After a two year stint as a foreign correspondent reporting on overt and covert wars, Bleu writes his first novel The Switch, which takes place on a day when everyone on earth is switched with their number one nemesis.
The Book of Lies is a thinly veiled novel based on Bleu’s best friend, a self proclaimed liar and devout atheist who swears he’s telling the truth and nothing but the truth, so help him God. Inspired by Bleu’s mother, The Doodler is a novel about a compulsive doodler who loses all touch with reality and falls inside one of her doodles.
After a disc disease in his back finally catches up with him, Bleu faces reality—he’s a full-time writer in a part-time body. He writes a self-help book under the name Dr. Sky Jacobs, marketed as a slacker’s guide to NOT accomplishing your full potential. Later, influenced by his daughter’s experience as a patient with a serious blood disease, he writes a novel about a dutiful, God-fearing woman who is diagnosed with cancer and discovers her voice through the transformative power of hard-earned rage.
Bleu’s five-yea- old daughter asks about an execution she hears about on TV. Wishing there was a book he could use to help explain, he writes How Bad People Go Bye-Bye, a pull-out, pop-up book on the history of capital punishment.
Three paragraphs of an otherwise positive NY Times review of a gallery exhibition of Bleu’s mother’s art is devoted to her mental illness and the “long tradition of madness and art.” Bleu feels terrible seeing his mother contextualized in this way and considers his own culpability inventing characters and representing real people to highlight causes. In prison, Bleu starts a “literacy program” as a means of survival. He grows to love the men in his prison writing workshops and admire the heart, soul and wisdom he finds in their writings.
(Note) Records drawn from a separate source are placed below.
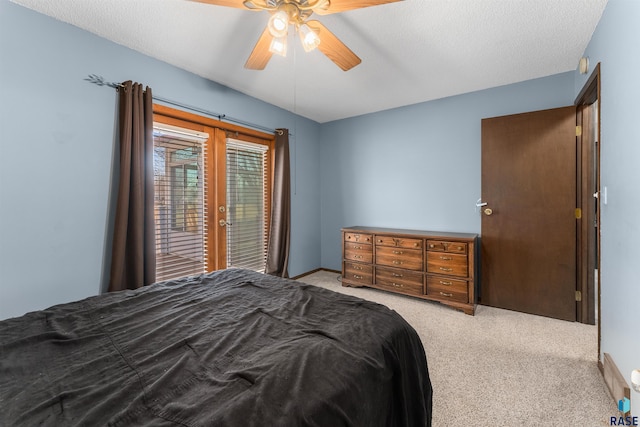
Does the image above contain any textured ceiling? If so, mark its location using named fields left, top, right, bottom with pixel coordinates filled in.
left=12, top=0, right=607, bottom=123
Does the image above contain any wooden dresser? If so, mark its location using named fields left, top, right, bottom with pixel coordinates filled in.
left=342, top=226, right=478, bottom=315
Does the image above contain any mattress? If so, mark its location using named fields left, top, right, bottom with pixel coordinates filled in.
left=0, top=269, right=432, bottom=426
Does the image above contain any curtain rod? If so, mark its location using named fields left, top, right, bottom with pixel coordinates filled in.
left=84, top=74, right=284, bottom=135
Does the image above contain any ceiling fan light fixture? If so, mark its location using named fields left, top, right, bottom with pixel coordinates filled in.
left=269, top=10, right=289, bottom=37
left=299, top=24, right=320, bottom=52
left=269, top=37, right=287, bottom=56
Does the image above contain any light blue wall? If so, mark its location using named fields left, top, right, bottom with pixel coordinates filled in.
left=321, top=72, right=575, bottom=270
left=0, top=0, right=320, bottom=319
left=575, top=0, right=640, bottom=415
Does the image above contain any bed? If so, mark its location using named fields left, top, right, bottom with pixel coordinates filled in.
left=0, top=269, right=432, bottom=427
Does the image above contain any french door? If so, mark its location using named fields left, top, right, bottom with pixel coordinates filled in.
left=154, top=105, right=274, bottom=281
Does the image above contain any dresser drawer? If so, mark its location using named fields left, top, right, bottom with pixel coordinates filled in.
left=427, top=276, right=469, bottom=303
left=376, top=246, right=424, bottom=271
left=374, top=267, right=424, bottom=295
left=427, top=240, right=467, bottom=254
left=344, top=233, right=373, bottom=244
left=427, top=251, right=469, bottom=277
left=375, top=236, right=422, bottom=249
left=344, top=242, right=373, bottom=263
left=342, top=261, right=373, bottom=285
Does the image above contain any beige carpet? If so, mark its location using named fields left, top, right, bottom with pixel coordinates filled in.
left=299, top=271, right=618, bottom=427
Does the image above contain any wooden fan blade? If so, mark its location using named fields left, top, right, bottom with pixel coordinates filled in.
left=307, top=21, right=362, bottom=71
left=191, top=0, right=247, bottom=9
left=313, top=0, right=403, bottom=15
left=244, top=27, right=273, bottom=70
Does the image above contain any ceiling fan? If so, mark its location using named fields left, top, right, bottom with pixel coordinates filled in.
left=193, top=0, right=402, bottom=71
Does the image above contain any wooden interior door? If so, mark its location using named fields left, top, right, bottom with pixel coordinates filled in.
left=480, top=106, right=576, bottom=321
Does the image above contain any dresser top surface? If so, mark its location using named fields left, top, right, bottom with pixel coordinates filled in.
left=342, top=225, right=478, bottom=239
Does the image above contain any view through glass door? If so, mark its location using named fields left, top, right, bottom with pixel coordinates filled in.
left=153, top=106, right=274, bottom=281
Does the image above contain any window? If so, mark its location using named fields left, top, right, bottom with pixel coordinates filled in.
left=153, top=105, right=275, bottom=281
left=226, top=139, right=269, bottom=272
left=153, top=123, right=208, bottom=281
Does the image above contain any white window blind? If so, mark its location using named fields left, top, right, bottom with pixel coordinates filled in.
left=153, top=123, right=208, bottom=281
left=227, top=138, right=269, bottom=272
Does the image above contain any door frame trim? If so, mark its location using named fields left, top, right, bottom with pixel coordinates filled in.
left=574, top=63, right=602, bottom=346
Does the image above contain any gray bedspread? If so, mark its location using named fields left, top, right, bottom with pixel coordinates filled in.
left=0, top=269, right=432, bottom=427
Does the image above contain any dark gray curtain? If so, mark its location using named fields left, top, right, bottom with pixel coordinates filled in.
left=265, top=129, right=291, bottom=277
left=109, top=81, right=156, bottom=292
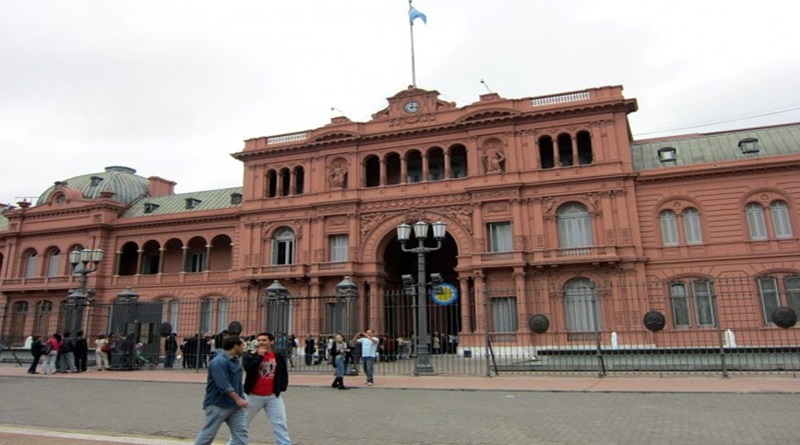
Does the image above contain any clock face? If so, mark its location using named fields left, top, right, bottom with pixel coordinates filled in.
left=403, top=100, right=419, bottom=113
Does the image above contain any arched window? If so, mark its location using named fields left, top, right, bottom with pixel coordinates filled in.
left=450, top=145, right=469, bottom=179
left=558, top=133, right=575, bottom=167
left=745, top=203, right=767, bottom=240
left=669, top=279, right=717, bottom=328
left=200, top=298, right=214, bottom=332
left=769, top=201, right=792, bottom=238
left=294, top=167, right=306, bottom=195
left=575, top=131, right=594, bottom=165
left=47, top=249, right=61, bottom=277
left=428, top=147, right=444, bottom=181
left=272, top=227, right=294, bottom=265
left=25, top=250, right=38, bottom=278
left=557, top=203, right=594, bottom=251
left=756, top=275, right=800, bottom=324
left=364, top=156, right=381, bottom=187
left=564, top=278, right=602, bottom=333
left=217, top=298, right=230, bottom=332
left=33, top=300, right=53, bottom=337
left=6, top=301, right=28, bottom=346
left=265, top=170, right=278, bottom=198
left=385, top=153, right=402, bottom=185
left=681, top=208, right=703, bottom=244
left=658, top=210, right=679, bottom=246
left=169, top=300, right=181, bottom=332
left=539, top=136, right=556, bottom=169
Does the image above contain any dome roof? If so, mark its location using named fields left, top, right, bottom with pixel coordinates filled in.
left=36, top=166, right=150, bottom=205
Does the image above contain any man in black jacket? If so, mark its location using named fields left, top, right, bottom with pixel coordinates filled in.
left=242, top=332, right=292, bottom=445
left=75, top=331, right=89, bottom=372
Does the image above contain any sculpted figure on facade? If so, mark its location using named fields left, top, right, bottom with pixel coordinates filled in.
left=328, top=163, right=347, bottom=188
left=483, top=142, right=506, bottom=173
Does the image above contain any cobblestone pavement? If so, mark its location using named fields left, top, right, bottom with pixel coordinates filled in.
left=0, top=376, right=800, bottom=445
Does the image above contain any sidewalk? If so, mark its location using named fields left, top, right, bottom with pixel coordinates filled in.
left=0, top=366, right=800, bottom=393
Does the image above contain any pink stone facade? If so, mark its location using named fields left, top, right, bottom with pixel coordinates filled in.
left=0, top=86, right=800, bottom=352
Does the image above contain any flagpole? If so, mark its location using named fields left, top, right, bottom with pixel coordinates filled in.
left=408, top=0, right=417, bottom=88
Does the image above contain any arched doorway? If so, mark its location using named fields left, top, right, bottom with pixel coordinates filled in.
left=382, top=229, right=462, bottom=354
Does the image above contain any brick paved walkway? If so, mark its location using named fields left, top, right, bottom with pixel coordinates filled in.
left=0, top=367, right=800, bottom=445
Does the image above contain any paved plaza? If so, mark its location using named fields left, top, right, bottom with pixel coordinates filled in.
left=0, top=368, right=800, bottom=445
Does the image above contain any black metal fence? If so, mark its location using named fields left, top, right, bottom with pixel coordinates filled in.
left=2, top=277, right=800, bottom=376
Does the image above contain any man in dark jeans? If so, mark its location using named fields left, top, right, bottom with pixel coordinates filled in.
left=164, top=332, right=178, bottom=369
left=75, top=331, right=89, bottom=372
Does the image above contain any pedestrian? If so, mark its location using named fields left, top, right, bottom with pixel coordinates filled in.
left=329, top=334, right=350, bottom=389
left=58, top=331, right=78, bottom=373
left=242, top=332, right=292, bottom=445
left=94, top=334, right=111, bottom=371
left=28, top=335, right=44, bottom=374
left=164, top=332, right=178, bottom=369
left=303, top=334, right=315, bottom=366
left=42, top=332, right=62, bottom=374
left=75, top=331, right=89, bottom=372
left=194, top=335, right=250, bottom=445
left=353, top=329, right=378, bottom=386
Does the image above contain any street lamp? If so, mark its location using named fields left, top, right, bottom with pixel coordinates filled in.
left=397, top=221, right=447, bottom=375
left=333, top=276, right=358, bottom=376
left=67, top=249, right=103, bottom=333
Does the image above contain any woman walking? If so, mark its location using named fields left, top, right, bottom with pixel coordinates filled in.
left=330, top=334, right=350, bottom=389
left=28, top=335, right=44, bottom=374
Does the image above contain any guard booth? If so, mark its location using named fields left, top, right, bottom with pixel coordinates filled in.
left=109, top=289, right=163, bottom=371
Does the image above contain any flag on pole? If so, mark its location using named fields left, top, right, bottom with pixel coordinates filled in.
left=408, top=6, right=428, bottom=26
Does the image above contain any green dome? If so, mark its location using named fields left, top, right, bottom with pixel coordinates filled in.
left=36, top=166, right=150, bottom=205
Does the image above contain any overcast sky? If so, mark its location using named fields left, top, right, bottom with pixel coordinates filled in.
left=0, top=0, right=800, bottom=204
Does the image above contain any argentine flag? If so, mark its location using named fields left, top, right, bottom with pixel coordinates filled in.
left=408, top=6, right=428, bottom=26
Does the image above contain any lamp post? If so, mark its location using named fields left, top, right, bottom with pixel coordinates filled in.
left=333, top=276, right=358, bottom=376
left=397, top=221, right=447, bottom=375
left=67, top=249, right=103, bottom=333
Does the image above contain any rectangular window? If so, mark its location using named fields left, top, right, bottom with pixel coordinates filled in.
left=492, top=297, right=519, bottom=332
left=692, top=281, right=716, bottom=326
left=758, top=277, right=781, bottom=324
left=659, top=212, right=678, bottom=246
left=488, top=222, right=512, bottom=252
left=328, top=235, right=350, bottom=262
left=669, top=283, right=691, bottom=328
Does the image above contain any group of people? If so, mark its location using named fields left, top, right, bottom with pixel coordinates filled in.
left=195, top=332, right=292, bottom=445
left=25, top=331, right=108, bottom=374
left=195, top=329, right=380, bottom=445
In addition to Mobley’s 101 books published as an adult, A Life In Books documents his very first books composed and printed in the letterpress shop of his junior high school where he first fell in love with printing, words and books. I also had a lot of fun writing and designing personal letters, newspaper articles, reviews of his books, and other “artifacts” that help tell Bleu Mobley’s not-so-simple story.
This mosaic you refer to, Ron, ended up being a great vehicle for me. It not only gave me the opportunity to flesh out the connection between my author’s personal relationships and the characters and stories in his books, it also gave me a platform to reflect on a half century of American/global events. I empathize with all the characters in A Life In Books, who are portrayed as complex and contradictory people dealing serious issues, but I have no problem lampooning institutions such as the medical industrial complex, the publishing industry, mainstream media, pop and celebrity culture, and U.S. foreign policy. In that sense, this novel is both very funny and dead serious, which is pretty much how I experience life to be.
In his article in The Atlantic, Steve Heller equated the structure of A Life In Books to a Russian Matryoshka doll. In The Brooklyn Rail, Robert Berlind wrote that it was like a Chinese puzzle. I can’t help but think of 1001 Arabian Nights—the ultimate collection of stories nested between the covers of one book. Scheherazade kept telling stories in order to survive, which is true of Bleu Mobley (and a lot of writers). Throughout his life, Bleu composed books either as a way of making sense of the world around him or to fill in the holes/transform loss and sadness into art. He’s in prison for refusing to reveal the name of a confidential source of a book he wrote about the president of the United States (43). After nine months in prison he decides to tell all.
Now it’s up to each reader to decide whether Bleu Mobley is an important man of letters or a sell-out, a champion of the voiceless, or an elitist hypocrite, the conscience of America, or an ungrateful traitor; and if his story is a parable of the rise and fall of a culture, or a swan song to the book itself as a medium.